Member Paul Schmitz imagined four cells: a recon and intelligence cell (probing, mapping, scanning, enumerating); an architecture cell (owning remote machines), a disruption cell (playing Hell with data and DoS'ing), and a destruction cell (finally switching off the lights). It should be easy to turn insiders -- today, thanks to the incomprehensible greed and irresponsibility of the upper brass in several key companies like KPNQwest and WorldCom, there are now thousands of disgruntled and 'downsized' workers with the necessary skills, and motivation, to be of assistance.
Strategic targets would have to be chosen carefully. If all went well for the h4x0r dream-team, it might be possible to create cascading failures extending for a few days' time.
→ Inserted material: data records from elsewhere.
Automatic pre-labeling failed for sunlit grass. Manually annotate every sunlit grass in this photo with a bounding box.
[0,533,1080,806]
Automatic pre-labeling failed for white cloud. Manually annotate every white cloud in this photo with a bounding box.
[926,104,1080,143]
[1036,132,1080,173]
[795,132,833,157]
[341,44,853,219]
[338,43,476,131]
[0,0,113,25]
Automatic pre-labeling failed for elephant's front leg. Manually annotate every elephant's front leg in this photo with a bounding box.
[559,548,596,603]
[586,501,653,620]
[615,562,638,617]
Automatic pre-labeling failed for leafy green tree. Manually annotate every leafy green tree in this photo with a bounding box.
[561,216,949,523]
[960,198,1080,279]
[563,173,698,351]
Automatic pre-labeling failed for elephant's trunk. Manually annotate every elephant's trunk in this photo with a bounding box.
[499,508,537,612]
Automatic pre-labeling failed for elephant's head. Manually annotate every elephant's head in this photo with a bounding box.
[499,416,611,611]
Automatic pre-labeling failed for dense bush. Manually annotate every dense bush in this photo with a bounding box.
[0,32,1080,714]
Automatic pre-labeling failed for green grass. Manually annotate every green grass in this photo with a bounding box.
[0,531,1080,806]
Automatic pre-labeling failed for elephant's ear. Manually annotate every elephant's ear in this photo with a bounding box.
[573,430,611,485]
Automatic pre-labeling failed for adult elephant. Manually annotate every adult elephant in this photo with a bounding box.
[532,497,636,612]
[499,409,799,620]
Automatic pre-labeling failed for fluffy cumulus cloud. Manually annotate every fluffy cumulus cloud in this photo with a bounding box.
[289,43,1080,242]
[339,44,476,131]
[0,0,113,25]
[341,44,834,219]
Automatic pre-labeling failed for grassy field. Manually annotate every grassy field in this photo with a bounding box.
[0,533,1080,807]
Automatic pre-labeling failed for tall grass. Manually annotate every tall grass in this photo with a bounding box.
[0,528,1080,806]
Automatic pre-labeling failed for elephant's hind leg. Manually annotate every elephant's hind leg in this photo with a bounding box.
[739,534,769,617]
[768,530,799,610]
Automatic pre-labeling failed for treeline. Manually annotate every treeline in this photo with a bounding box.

This would involve router OS poisoning, ruining tables; system corruptions involving widespread Windoze blue screens, and finally disablling DNS servers so that what remains of the Internet would be difficult for ordinary users to exploit. To some extent this could be sustained by rapidly-changing attack methods; thus multiple-day attacks are feasible, if not probable.
To sum up, the Naval War College's Craig Koerner pointed to the need for "synergies" in making the attacks interoperable, hence feasible. For example, the group would likely attack the Internet last to preserve it for other, continuing attacks. He pointed out that while local attacks are possible, it's virtually impossible to bring off any lasting, nationwide horror. The stereotypical scenario of a crew of hackers bringing down the national infrastructure is quite ludicrous, despite the apparently perjured testimony before numerous Congressional Committees of Michael Vatis, Louis Freeh, Richard Clarke, John Tritak, Ron Dick, Scott Charney, and Mudge.